Cet article a été écrit pour la revue créée par Morgane Golfier dans le cadre de son rendu annuel à l’école supérieure des Beaux-Arts de Pau.
Dans le milieu des drag queens nous pouvons rencontrer différents types de drag : la comique, la spooky (à comprendre l’original, la bizarre), la bitchy, la old school, la show girl ou encore la beauty queen. C’est sur cette dernière catégorie que nous allons nous arrêter. Les beauty queen sont des drag queen qui font primer leur beauté physique, celle de leur corps et/ou de leur visage, dans leur pratique du drag. En effet, il n’est pas essentiel pour toutes les queens d’être belles, pour certaines même cela pourrait être contre-productif voire antagonique avec leur personnage. Dans les différentes saisons de RuPaul’s Drag Race nous avons pu voir évoluer plusieurs beauty queens de talent, mais le jury leur reproche toujours le même type de choses : manque de polyvalence, manque de vulnérabilité, manque de personnalité.

Miss Fame
L’une des beauty queen les plus connues de RPDR est certainement Miss Fame (saison 7), ou de son nom civil Kurtis Dam-Mikkelsen, mannequin, maquilleur et chanteur. Miss Fame est invitée aux défilés de créateur·rices et devient incontournable dans le milieu de la mode. Kurtis Dam-Mikkelsen offre un personnage ultra féminin, mode, lisse, parfait sur du papier glacé. Son maquillage est toujours parfait, ses tenues correspondent systématiquement à une silhouette longuement réfléchie, sa vision de la féminité est proche de la perfection. Miss Fame est bien plus connue du grand public que d’autres drag queens passées par RPDR comme Milk ou Vivacious (saison 6) qui offrent une représentation du drag plus éloignée d’un canon de beauté féminin basé sur une vision masculine et hétérosexuelle. Les beauty queens placent leur ambition dans l’incarnation de la femme parfaite, d’une sorte de sur-femme au physique et à la démarche bien sous tout rapport, à la fois belle, idyllique et sensuelle. Les spooky queens, elles, vont continuer d’effrayer, de même que la comedy queen sera tournée en dérision. Nous avons pu le voir dans la saison 5 de RuPaul’s Drag Race où en finale se sont retrouvées Jinkx Monsoom (comedy queen) et Roxxxy Andrews (pageant queen) : Roxxxy s’était moquée toute la saison de Jinkx en disant qu’elle ne pourrait jamais être glamour et belle. Les remarques très dures de la pageant queen se faisait l’écho de toute une partie de l’auditoire de RPDR. Mais Jinkx Monsoom est la première comedy queen à être couronnée par RuPaul.

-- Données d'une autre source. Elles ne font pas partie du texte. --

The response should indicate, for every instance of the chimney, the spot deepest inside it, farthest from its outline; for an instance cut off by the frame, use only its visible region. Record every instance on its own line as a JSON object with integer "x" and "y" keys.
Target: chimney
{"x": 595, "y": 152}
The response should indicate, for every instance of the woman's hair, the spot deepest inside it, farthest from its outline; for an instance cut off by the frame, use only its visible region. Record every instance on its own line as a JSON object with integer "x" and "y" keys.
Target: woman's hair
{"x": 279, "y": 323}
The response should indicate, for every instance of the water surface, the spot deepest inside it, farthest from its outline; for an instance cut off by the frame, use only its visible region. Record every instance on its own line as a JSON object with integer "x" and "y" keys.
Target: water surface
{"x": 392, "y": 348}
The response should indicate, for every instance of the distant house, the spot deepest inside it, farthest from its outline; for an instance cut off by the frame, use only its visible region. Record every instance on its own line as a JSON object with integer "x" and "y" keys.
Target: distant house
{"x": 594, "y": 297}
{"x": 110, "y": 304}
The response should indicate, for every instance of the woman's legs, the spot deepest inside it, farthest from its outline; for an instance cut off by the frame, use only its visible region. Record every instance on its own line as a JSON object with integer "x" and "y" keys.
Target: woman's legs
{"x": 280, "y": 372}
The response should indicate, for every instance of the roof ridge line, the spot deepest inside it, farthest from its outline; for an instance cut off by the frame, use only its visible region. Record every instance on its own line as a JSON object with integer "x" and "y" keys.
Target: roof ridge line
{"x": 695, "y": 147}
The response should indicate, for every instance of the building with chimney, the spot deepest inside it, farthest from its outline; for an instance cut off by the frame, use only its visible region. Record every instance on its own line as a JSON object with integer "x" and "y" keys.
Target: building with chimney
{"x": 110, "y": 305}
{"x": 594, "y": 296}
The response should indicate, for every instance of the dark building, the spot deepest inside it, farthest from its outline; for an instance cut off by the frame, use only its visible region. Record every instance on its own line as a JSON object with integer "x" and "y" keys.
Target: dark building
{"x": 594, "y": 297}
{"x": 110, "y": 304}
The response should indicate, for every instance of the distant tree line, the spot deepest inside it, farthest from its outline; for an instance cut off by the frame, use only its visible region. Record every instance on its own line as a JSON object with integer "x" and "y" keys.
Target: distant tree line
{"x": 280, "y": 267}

Il est intéressant de noter que par l’humour, beaucoup de queens ont réussi à faire passer des messages politiques, comme Bianca Del Rio (gagnante de la saison 6) dans ses films.

Violet Chachki
Les beauty queens, ou pageant queens, participent à une course à la perfection qui coïncide avec celle imposée aux femmes quotidiennement : devoir être plus femme que femme pour satisfaire le patriarcat. Elles vont jusqu’à reprendre les anciens outils de contrainte des corps comme le corset et cet épisode mythique de RuPaul’s Drag Race où Violet Chachki (saison 7) défile avec une taille affinée à 47cm.

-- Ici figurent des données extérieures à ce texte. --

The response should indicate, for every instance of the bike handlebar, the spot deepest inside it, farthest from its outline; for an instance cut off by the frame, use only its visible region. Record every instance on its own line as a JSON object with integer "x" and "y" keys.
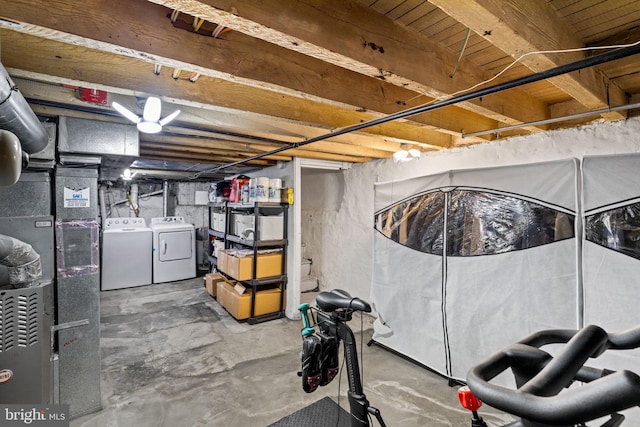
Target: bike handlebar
{"x": 540, "y": 377}
{"x": 339, "y": 299}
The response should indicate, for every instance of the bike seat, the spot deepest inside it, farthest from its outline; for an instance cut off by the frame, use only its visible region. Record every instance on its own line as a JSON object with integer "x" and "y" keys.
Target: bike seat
{"x": 338, "y": 299}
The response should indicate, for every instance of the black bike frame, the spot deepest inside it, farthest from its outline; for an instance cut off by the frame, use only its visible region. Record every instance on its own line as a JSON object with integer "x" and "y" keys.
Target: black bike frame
{"x": 333, "y": 324}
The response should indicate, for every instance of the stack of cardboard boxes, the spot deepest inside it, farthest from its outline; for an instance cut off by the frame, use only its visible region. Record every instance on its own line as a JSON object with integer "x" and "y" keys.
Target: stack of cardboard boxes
{"x": 235, "y": 297}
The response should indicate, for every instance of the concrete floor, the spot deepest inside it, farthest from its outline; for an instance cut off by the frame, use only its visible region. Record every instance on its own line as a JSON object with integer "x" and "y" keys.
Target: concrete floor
{"x": 171, "y": 356}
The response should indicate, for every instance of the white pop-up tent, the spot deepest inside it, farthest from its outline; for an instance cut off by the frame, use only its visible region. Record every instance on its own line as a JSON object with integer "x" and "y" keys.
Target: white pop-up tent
{"x": 611, "y": 253}
{"x": 611, "y": 249}
{"x": 467, "y": 262}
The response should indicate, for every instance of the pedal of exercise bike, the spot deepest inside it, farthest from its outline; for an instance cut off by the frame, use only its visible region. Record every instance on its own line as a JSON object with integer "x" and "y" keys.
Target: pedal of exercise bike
{"x": 311, "y": 371}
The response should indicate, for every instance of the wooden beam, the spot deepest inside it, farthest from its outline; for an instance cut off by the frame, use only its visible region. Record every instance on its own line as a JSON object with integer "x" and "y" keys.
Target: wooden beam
{"x": 376, "y": 47}
{"x": 208, "y": 151}
{"x": 152, "y": 154}
{"x": 68, "y": 64}
{"x": 304, "y": 151}
{"x": 142, "y": 30}
{"x": 523, "y": 26}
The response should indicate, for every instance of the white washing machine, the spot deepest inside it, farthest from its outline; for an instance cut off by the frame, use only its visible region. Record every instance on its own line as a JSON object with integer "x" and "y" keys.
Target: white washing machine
{"x": 126, "y": 253}
{"x": 174, "y": 249}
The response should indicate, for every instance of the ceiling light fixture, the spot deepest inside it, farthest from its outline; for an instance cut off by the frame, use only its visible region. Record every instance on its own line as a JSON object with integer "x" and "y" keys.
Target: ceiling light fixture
{"x": 150, "y": 121}
{"x": 406, "y": 153}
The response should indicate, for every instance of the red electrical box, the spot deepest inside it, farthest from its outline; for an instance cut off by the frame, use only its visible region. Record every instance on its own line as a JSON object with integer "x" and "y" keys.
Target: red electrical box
{"x": 93, "y": 96}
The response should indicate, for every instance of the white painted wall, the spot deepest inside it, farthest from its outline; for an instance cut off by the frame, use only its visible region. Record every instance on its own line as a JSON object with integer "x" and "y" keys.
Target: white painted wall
{"x": 349, "y": 264}
{"x": 322, "y": 193}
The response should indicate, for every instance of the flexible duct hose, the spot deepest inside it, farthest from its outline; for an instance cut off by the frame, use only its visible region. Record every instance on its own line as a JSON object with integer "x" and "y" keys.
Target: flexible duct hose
{"x": 22, "y": 262}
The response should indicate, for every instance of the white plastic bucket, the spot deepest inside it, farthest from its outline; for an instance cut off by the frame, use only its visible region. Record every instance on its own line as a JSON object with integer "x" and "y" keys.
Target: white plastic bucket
{"x": 262, "y": 189}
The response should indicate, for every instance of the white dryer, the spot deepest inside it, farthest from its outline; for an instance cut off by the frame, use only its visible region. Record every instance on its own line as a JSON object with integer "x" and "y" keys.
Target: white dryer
{"x": 126, "y": 253}
{"x": 174, "y": 249}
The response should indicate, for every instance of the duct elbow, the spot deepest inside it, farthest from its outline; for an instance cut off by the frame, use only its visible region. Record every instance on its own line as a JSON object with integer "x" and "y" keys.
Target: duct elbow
{"x": 17, "y": 117}
{"x": 22, "y": 262}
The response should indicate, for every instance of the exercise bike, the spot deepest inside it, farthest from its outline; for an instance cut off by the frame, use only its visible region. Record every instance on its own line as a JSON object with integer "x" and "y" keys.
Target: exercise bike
{"x": 541, "y": 397}
{"x": 319, "y": 355}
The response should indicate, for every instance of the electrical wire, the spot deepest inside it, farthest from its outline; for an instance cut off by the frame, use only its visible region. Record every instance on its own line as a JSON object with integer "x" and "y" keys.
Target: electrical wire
{"x": 517, "y": 60}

Les drag queens étant à l’origine des personnages politiques, défenseuses des droits des femmes et des personnes queers, au shows engagés, qu’en reste-t-il ? Est-ce que les beauty queens peuvent prétendre représenter toute cette histoire du drag avec une pratique basée sur la beauté physique ? Est-ce que toute pratique du drag est intrinsèquement politique et queer ? Avec les reines de beauté les discours politiques sont rares, en tout cas rarement verbalisés comme tels. Mais peut-on voir dans la performance du genre, ou plutôt, selon les termes de Judith Butler, dans la performativité du genre une pratique queer de façon presque essentialiste ? Le travestissement est-il toujours une parole chargée de sens ?

Trinity the Tuck
Le travestissement vient indubitablement troubler les notions de genre, les expressions de genre et l’idée de binarité stricte. N’importe quel travestissement au XXe siècle était intrinsèquement queer de par la rareté des représentations sortant de la binarité des genres. Mais à l’heure des réseaux sociaux et de RuPaul’s Drag Race, l’affirmation est-elle toujours vraie ? Nous avons une multiplicité des images de drag queens, qui peu à peu de la scène underground pour arriver face au grand public. Ce dernier, avec la culture et l’éducation qui est la sienne, va devenir consommateur du drag et par la même juge. Il va choisir ce qu’il aime et ce qu’il rejette. Les personnes extérieures au milieu queer vont avoir tendance à se sentir plus proches des beauty queens car elles correspondent à une féminité qu’elles connaissent et qui les rassurent. Malgré tout le fait d’être acceptée par une partie de la population qui n’aurait pas été touché par d’autres types de drag n’est-ce pas quand même une victoire ? C’est mettre un pied dans le monde extérieur, le monde des non-queers, des straights. Augmenter son audience en faisant des straights une partie de son public signifie que ces derniers ne se sentent pas en danger par le personnage présenté ; c’est-à-dire que le trouble dans le genre est acceptable parce qu’il correspond à une représentation binaire de la femme. Là où le public straight ne suit plus c’est lorsque les queens s’éloignent du chemin de la féminité idéalisée pour remettre en cause les diktats misogynes : car pourquoi voudrait-on représenter une féminité déclassée, imparfaite, revendicative alors que dans la hiérarchie des genres les hommes travestis sont eux-même déclassés vis-à-vis des hommes mais toujours au-dessus des femmes.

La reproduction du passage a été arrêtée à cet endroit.